Natália Suzuki, coordenadora do programa “Escravo, nem pensar!”, de prevenção ao trabalho análogo à escravidão, afirma que desde o final de 2015 e em 2016 já não havia uma priorização do combate ao trabalho escravo por parte do Estado. “Ao final de 2016 e começo de 2017, há também uma restrição no orçamento para condução de inspeções de trabalho.
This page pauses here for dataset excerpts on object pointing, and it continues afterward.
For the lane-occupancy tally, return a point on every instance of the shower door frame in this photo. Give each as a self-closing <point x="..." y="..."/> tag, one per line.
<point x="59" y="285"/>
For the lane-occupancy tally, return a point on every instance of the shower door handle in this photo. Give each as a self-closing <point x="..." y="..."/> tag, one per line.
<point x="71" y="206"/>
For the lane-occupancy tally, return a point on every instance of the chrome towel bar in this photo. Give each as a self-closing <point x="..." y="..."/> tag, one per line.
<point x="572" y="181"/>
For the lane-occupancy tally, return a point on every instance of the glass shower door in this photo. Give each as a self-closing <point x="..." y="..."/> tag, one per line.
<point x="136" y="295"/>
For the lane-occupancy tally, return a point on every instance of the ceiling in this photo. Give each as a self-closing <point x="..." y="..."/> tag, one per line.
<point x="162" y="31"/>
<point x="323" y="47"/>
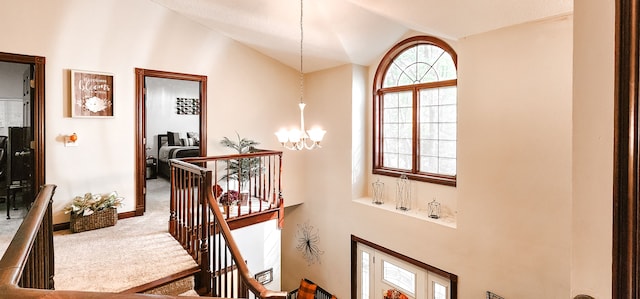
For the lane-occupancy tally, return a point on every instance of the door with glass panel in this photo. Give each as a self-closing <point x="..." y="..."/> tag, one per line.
<point x="383" y="276"/>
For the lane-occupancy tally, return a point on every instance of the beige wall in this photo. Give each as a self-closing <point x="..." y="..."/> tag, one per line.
<point x="513" y="198"/>
<point x="593" y="103"/>
<point x="534" y="159"/>
<point x="116" y="37"/>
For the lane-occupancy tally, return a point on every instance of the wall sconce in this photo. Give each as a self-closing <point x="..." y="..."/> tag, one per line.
<point x="71" y="140"/>
<point x="434" y="209"/>
<point x="403" y="194"/>
<point x="378" y="191"/>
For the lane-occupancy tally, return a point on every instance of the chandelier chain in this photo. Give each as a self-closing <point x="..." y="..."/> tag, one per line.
<point x="301" y="53"/>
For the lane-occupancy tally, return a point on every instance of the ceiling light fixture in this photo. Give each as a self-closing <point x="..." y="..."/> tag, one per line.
<point x="298" y="138"/>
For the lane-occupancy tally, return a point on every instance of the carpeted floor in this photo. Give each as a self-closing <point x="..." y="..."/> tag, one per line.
<point x="8" y="227"/>
<point x="135" y="251"/>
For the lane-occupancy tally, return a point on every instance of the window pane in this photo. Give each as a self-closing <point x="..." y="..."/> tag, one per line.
<point x="447" y="113"/>
<point x="447" y="166"/>
<point x="404" y="146"/>
<point x="447" y="149"/>
<point x="399" y="277"/>
<point x="390" y="130"/>
<point x="433" y="117"/>
<point x="365" y="275"/>
<point x="439" y="291"/>
<point x="404" y="162"/>
<point x="447" y="131"/>
<point x="390" y="160"/>
<point x="428" y="164"/>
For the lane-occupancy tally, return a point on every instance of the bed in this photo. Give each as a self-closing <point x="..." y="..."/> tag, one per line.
<point x="170" y="146"/>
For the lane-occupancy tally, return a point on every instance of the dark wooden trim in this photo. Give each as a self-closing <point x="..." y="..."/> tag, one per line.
<point x="625" y="269"/>
<point x="378" y="93"/>
<point x="354" y="270"/>
<point x="38" y="110"/>
<point x="162" y="281"/>
<point x="140" y="151"/>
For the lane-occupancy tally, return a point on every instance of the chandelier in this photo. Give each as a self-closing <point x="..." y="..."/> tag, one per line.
<point x="299" y="138"/>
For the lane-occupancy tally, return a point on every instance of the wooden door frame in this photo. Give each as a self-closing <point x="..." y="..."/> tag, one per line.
<point x="141" y="122"/>
<point x="38" y="111"/>
<point x="626" y="187"/>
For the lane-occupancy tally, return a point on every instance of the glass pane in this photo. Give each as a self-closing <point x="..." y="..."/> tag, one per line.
<point x="404" y="162"/>
<point x="447" y="113"/>
<point x="447" y="131"/>
<point x="390" y="130"/>
<point x="404" y="130"/>
<point x="404" y="146"/>
<point x="439" y="291"/>
<point x="447" y="149"/>
<point x="390" y="100"/>
<point x="399" y="277"/>
<point x="390" y="160"/>
<point x="429" y="97"/>
<point x="405" y="99"/>
<point x="429" y="147"/>
<point x="447" y="166"/>
<point x="365" y="275"/>
<point x="390" y="145"/>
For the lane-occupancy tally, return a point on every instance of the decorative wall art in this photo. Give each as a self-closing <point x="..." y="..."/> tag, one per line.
<point x="91" y="94"/>
<point x="186" y="106"/>
<point x="308" y="240"/>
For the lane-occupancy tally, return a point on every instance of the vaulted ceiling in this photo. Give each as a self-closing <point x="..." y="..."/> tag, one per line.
<point x="354" y="31"/>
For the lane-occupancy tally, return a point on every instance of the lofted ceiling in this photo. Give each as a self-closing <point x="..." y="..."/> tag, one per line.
<point x="354" y="31"/>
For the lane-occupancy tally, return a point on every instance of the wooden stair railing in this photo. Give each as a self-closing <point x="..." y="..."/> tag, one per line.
<point x="197" y="222"/>
<point x="27" y="266"/>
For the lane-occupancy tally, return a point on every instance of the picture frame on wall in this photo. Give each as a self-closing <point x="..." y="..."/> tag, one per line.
<point x="91" y="94"/>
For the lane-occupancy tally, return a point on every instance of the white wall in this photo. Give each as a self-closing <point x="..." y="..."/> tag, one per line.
<point x="260" y="247"/>
<point x="513" y="198"/>
<point x="593" y="103"/>
<point x="161" y="109"/>
<point x="116" y="37"/>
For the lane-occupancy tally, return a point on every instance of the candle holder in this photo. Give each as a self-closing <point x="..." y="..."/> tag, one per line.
<point x="378" y="191"/>
<point x="434" y="209"/>
<point x="403" y="194"/>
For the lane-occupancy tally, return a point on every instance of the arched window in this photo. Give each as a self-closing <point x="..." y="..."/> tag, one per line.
<point x="415" y="111"/>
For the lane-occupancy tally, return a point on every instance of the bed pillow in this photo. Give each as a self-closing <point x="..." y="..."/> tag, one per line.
<point x="188" y="141"/>
<point x="195" y="136"/>
<point x="173" y="138"/>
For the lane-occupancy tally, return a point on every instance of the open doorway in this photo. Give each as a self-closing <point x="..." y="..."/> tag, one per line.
<point x="21" y="128"/>
<point x="181" y="98"/>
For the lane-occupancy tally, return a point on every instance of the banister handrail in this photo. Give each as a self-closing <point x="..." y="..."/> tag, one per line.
<point x="16" y="258"/>
<point x="252" y="283"/>
<point x="16" y="254"/>
<point x="182" y="177"/>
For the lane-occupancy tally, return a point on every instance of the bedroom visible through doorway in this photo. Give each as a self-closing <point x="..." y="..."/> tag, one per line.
<point x="170" y="123"/>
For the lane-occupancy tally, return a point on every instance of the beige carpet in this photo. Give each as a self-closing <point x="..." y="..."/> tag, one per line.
<point x="8" y="227"/>
<point x="135" y="251"/>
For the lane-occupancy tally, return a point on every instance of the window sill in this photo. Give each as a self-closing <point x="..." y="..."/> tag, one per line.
<point x="422" y="214"/>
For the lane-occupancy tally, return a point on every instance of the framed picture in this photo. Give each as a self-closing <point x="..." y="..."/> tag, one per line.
<point x="91" y="94"/>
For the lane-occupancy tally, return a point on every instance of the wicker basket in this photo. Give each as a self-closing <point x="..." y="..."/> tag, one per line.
<point x="99" y="219"/>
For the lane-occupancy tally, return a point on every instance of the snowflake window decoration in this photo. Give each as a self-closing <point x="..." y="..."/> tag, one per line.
<point x="308" y="240"/>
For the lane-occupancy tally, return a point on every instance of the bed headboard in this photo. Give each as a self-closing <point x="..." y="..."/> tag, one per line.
<point x="162" y="139"/>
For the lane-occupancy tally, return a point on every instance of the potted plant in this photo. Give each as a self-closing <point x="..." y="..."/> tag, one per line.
<point x="93" y="211"/>
<point x="241" y="170"/>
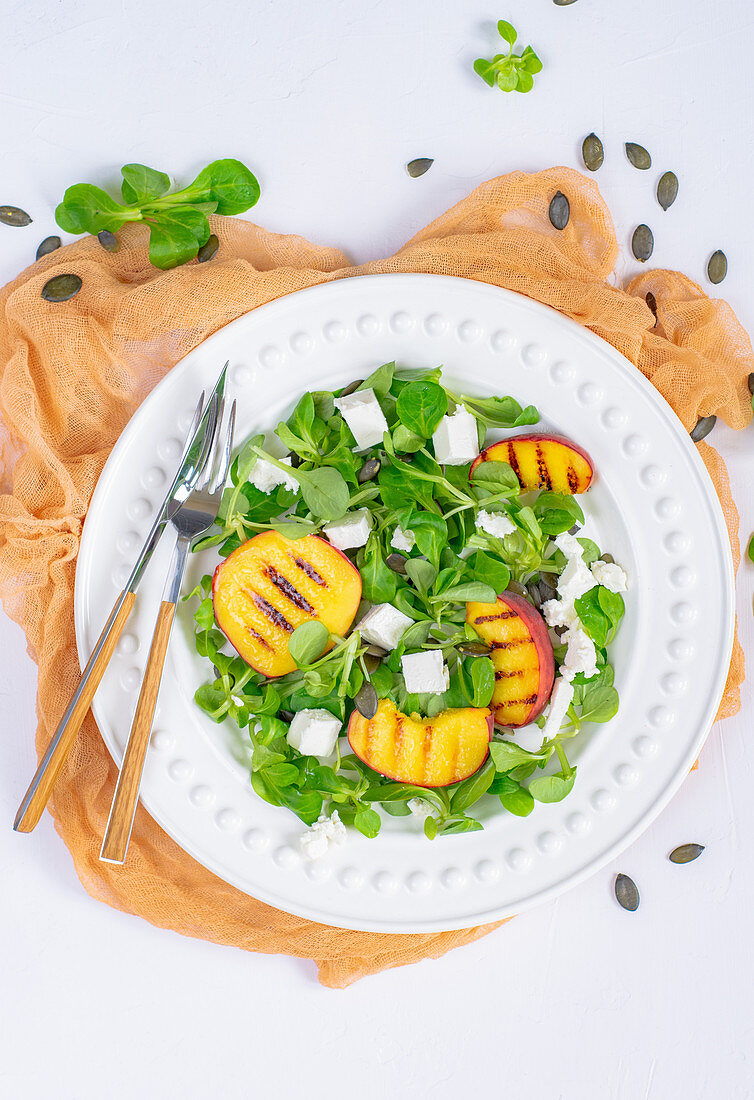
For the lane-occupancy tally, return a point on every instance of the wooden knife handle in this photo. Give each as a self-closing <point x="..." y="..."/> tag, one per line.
<point x="41" y="787"/>
<point x="123" y="807"/>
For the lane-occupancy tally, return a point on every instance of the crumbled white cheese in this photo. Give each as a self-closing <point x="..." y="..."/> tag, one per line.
<point x="419" y="809"/>
<point x="363" y="415"/>
<point x="580" y="653"/>
<point x="425" y="672"/>
<point x="456" y="439"/>
<point x="610" y="576"/>
<point x="351" y="530"/>
<point x="265" y="476"/>
<point x="559" y="701"/>
<point x="495" y="524"/>
<point x="383" y="625"/>
<point x="314" y="732"/>
<point x="318" y="837"/>
<point x="403" y="540"/>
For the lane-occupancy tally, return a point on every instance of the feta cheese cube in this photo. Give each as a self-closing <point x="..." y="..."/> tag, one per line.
<point x="456" y="440"/>
<point x="314" y="733"/>
<point x="318" y="837"/>
<point x="495" y="524"/>
<point x="425" y="672"/>
<point x="352" y="530"/>
<point x="403" y="540"/>
<point x="559" y="701"/>
<point x="610" y="576"/>
<point x="265" y="476"/>
<point x="363" y="416"/>
<point x="580" y="653"/>
<point x="383" y="625"/>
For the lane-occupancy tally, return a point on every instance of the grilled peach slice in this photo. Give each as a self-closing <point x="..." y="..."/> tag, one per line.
<point x="423" y="751"/>
<point x="271" y="584"/>
<point x="543" y="462"/>
<point x="522" y="655"/>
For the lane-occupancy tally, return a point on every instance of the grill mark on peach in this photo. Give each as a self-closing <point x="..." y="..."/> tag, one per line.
<point x="542" y="468"/>
<point x="513" y="462"/>
<point x="258" y="637"/>
<point x="275" y="617"/>
<point x="288" y="591"/>
<point x="493" y="618"/>
<point x="310" y="571"/>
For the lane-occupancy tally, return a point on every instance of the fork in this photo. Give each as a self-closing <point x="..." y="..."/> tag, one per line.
<point x="189" y="519"/>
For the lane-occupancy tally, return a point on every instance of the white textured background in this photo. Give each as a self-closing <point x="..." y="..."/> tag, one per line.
<point x="326" y="102"/>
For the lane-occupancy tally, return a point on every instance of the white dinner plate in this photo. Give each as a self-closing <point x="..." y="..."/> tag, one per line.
<point x="652" y="506"/>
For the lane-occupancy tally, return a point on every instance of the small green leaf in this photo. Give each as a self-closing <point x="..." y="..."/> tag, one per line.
<point x="507" y="32"/>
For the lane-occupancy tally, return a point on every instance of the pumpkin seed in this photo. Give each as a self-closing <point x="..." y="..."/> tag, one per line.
<point x="473" y="649"/>
<point x="642" y="243"/>
<point x="702" y="428"/>
<point x="652" y="303"/>
<point x="61" y="287"/>
<point x="351" y="387"/>
<point x="365" y="701"/>
<point x="667" y="189"/>
<point x="592" y="152"/>
<point x="50" y="244"/>
<point x="396" y="562"/>
<point x="686" y="853"/>
<point x="717" y="268"/>
<point x="208" y="250"/>
<point x="417" y="167"/>
<point x="534" y="594"/>
<point x="626" y="893"/>
<point x="370" y="470"/>
<point x="559" y="210"/>
<point x="13" y="216"/>
<point x="637" y="155"/>
<point x="108" y="240"/>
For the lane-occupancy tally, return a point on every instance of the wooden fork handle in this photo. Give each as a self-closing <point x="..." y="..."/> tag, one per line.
<point x="123" y="807"/>
<point x="41" y="787"/>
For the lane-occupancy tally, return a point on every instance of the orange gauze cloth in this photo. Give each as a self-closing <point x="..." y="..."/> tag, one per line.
<point x="74" y="373"/>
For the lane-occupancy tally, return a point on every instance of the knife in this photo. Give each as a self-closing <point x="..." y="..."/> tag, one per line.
<point x="199" y="439"/>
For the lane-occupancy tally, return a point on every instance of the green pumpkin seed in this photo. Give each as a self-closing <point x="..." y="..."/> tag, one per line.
<point x="208" y="250"/>
<point x="643" y="243"/>
<point x="626" y="893"/>
<point x="667" y="189"/>
<point x="62" y="287"/>
<point x="108" y="240"/>
<point x="351" y="387"/>
<point x="592" y="152"/>
<point x="637" y="155"/>
<point x="369" y="471"/>
<point x="702" y="428"/>
<point x="473" y="649"/>
<point x="717" y="268"/>
<point x="50" y="244"/>
<point x="365" y="701"/>
<point x="652" y="303"/>
<point x="396" y="562"/>
<point x="13" y="216"/>
<point x="686" y="853"/>
<point x="559" y="210"/>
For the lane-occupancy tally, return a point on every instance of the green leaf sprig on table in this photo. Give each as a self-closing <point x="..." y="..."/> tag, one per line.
<point x="177" y="220"/>
<point x="510" y="72"/>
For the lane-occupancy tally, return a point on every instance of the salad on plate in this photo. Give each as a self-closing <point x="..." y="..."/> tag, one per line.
<point x="407" y="617"/>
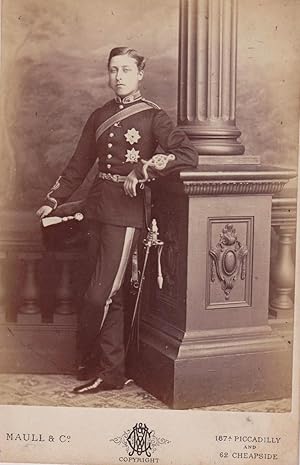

Veio de um cenário político desfavorável desde 2014 e que culmina em 2017″, declarou ela em entrevista à Fórum.

Como são realizadas as operações

As operações de resgate são realizadas conjuntamente pelo Ministério do Trabalho e Emprego, Ministério Público Federal, Ministério Público do Trabalho, Polícia Rodoviária Federal, Polícia Federal, Defensoria Pública da União e outras entidades. 

Após receberem a denúncia, os agentes dos diversos órgãos vão ao local confirmar a existência de trabalho análogo à escravidão, coletar provas e prestar os atendimentos iniciais às vítimas, emitindo documentos necessários, providenciando o atendimento emergencial de saúde e direcionando os trabalhadores a abrigos.

Segundo a Polícia Federal, “além do resgate, a ação conjunta tem como objetivo a verificação do cumprimento das regras de proteção ao trabalho, a coleta de provas para garantir a responsabilização criminal daqueles que lucram com a exploração e a reparação dos danos individuais e coletivos”.

Como denunciar

A legislação brasileira, no art. 149 do Código Penal, prevê que a redução de um ser humano à condição análoga à de escravo é caracterizada “pela submissão de alguém a trabalhos forçados ou a jornada exaustiva, quer sujeitando-o a condições degradantes de trabalho, quer restringindo, por qualquer meio, sua locomoção em razão de dívida contraída com o empregador ou preposto”.

É possível denunciar casos ou suspeitas de trabalho escravo pelo site do Ministério Público do Trabalho ou ligar para o Atendimento ao Cidadão do seu município. O portal do governo federal também recebe denúncias, de forma remota e sigilosa, no Sistema Ipê. Há ainda o Disque 100, canal de denúncias de violação dos direitos humanos, e o Disque 158, da Ouvidoria do Ministério do Trabalho e Emprego.